L'EB-1A non premia il passato in astratto: bisogna dimostrare l'intenzione di continuare a lavorare nel proprio campo negli Stati Uniti e che la tua presenza porterà un beneficio sostanziale. Non serve un contratto — non c'è offerta di lavoro — ma serve un progetto credibile: lettere di committenti, incarichi previsti, un piano professionale coerente con i risultati che hai documentato.

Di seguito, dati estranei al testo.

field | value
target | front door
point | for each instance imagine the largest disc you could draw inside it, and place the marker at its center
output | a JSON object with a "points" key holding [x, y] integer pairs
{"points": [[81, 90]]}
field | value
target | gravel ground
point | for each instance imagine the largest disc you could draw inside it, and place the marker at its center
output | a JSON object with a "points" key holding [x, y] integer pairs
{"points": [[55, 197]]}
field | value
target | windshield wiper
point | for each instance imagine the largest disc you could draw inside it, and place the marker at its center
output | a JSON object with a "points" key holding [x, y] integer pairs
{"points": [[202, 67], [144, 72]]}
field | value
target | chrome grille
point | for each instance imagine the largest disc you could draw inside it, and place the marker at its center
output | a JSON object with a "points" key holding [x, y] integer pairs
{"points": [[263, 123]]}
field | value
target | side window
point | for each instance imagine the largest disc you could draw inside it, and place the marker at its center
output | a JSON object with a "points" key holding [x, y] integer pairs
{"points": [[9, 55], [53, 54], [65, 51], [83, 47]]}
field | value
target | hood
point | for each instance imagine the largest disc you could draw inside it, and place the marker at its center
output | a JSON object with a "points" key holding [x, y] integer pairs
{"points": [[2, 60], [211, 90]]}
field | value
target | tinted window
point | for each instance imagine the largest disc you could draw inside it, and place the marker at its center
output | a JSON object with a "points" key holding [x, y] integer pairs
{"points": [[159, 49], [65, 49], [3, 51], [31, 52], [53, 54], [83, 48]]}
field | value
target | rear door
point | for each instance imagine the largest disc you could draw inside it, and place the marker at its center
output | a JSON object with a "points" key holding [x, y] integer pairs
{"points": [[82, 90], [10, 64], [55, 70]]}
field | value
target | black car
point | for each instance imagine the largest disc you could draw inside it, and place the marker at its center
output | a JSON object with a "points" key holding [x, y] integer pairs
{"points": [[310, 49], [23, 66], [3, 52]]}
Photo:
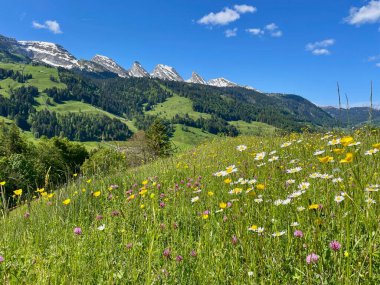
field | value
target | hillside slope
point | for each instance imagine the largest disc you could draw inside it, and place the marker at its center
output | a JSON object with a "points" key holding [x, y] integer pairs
{"points": [[215, 215]]}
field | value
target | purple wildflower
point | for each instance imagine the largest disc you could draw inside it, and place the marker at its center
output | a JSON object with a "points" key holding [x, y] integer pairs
{"points": [[312, 258], [166, 252], [298, 233], [77, 231], [335, 245]]}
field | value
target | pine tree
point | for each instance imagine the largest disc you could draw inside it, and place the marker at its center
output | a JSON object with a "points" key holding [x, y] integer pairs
{"points": [[158, 139]]}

EB-1A o NIW: come si sceglie

 EB-1AEB-2 NIW
Che cosa proviChi sei — risultati e reputazioneChe cosa farai — il progetto e il suo impatto
Titolo di studioNon richiestoLaurea magistrale o equivalente
PreferenzaPrimaSeconda
Standard probatorioAltoPiù accessibile
Profilo tipicoChi è già riconosciuto nel proprio campoChi ha un progetto forte e una carriera solida

Non sono alternative rigide: si possono presentare entrambe, e chi ha un profilo di confine spesso lo fa, perché una petizione respinta non pregiudica l'altra. È una scelta che dipende da quanto sono forti le prove già esistenti, non da quale categoria «suona» meglio.

Il momento in cui la pratica si potrà concludere dipende anche dalla disponibilità dei visti nella categoria e per il proprio Paese di nascita: va letta sul bollettino dei visti del mese in cui si pianifica.

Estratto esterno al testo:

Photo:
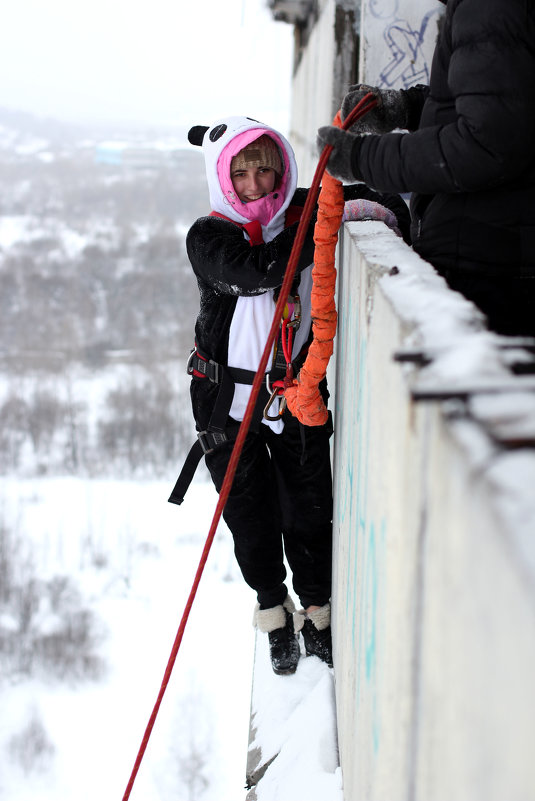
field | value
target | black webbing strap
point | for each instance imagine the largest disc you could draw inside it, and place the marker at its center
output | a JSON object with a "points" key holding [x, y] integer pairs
{"points": [[207, 441]]}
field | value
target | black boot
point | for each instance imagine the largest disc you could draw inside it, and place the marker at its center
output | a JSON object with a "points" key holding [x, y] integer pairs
{"points": [[316, 633], [283, 643]]}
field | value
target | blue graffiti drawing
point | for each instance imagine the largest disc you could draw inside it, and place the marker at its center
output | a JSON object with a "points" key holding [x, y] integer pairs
{"points": [[383, 9], [407, 65]]}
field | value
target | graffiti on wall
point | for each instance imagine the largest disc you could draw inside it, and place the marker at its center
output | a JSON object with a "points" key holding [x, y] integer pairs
{"points": [[400, 45]]}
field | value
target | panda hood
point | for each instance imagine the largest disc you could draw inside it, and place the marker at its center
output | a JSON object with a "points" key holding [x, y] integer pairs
{"points": [[220, 143]]}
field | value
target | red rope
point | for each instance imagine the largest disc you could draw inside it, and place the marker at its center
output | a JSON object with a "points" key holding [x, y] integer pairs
{"points": [[366, 104]]}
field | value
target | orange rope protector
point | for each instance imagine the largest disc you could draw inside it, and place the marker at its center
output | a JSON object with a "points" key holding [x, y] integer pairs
{"points": [[324, 328], [303, 397]]}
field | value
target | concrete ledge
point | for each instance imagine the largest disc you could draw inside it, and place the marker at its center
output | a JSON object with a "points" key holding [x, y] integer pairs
{"points": [[434, 527]]}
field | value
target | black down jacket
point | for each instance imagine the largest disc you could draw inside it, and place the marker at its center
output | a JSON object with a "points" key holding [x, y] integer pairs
{"points": [[226, 266], [471, 161]]}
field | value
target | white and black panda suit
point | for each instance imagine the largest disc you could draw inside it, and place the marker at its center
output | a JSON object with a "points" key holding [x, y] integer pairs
{"points": [[279, 499]]}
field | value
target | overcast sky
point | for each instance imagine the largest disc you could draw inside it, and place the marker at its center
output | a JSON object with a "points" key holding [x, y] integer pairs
{"points": [[178, 62]]}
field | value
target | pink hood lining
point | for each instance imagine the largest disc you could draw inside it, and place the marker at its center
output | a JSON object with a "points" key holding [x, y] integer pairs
{"points": [[267, 207]]}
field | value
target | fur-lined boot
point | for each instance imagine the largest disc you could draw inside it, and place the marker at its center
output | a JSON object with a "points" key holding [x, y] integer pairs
{"points": [[316, 633], [278, 623]]}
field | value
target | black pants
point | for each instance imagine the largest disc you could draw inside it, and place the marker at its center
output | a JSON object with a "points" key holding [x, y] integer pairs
{"points": [[279, 506]]}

Dove verificare, e a chi rivolgersi

Questo sito non offre consulenza, non risponde a quesiti individuali e non ti mette in contatto con nessuno. È fatto per farti arrivare preparato alle fonti che contano:

  • il Dipartimento di Stato per i visti richiesti in ambasciata o consolato;
  • USCIS per le petizioni e i cambi di status richiesti dall'interno degli Stati Uniti;
  • il sito dell'Ambasciata USA in Italia per le procedure consolari italiane;
  • l'elenco degli avvocati abilitati consultabile tramite l'ordine forense dello Stato statunitense competente, o l'elenco di riferimento dell'AILA.

Se il tuo caso vale una firma, vale anche un avvocato che risponda del proprio parere. Diffida di chi promette esiti, tempi certi o «visti garantiti»: nessuno può prometterli.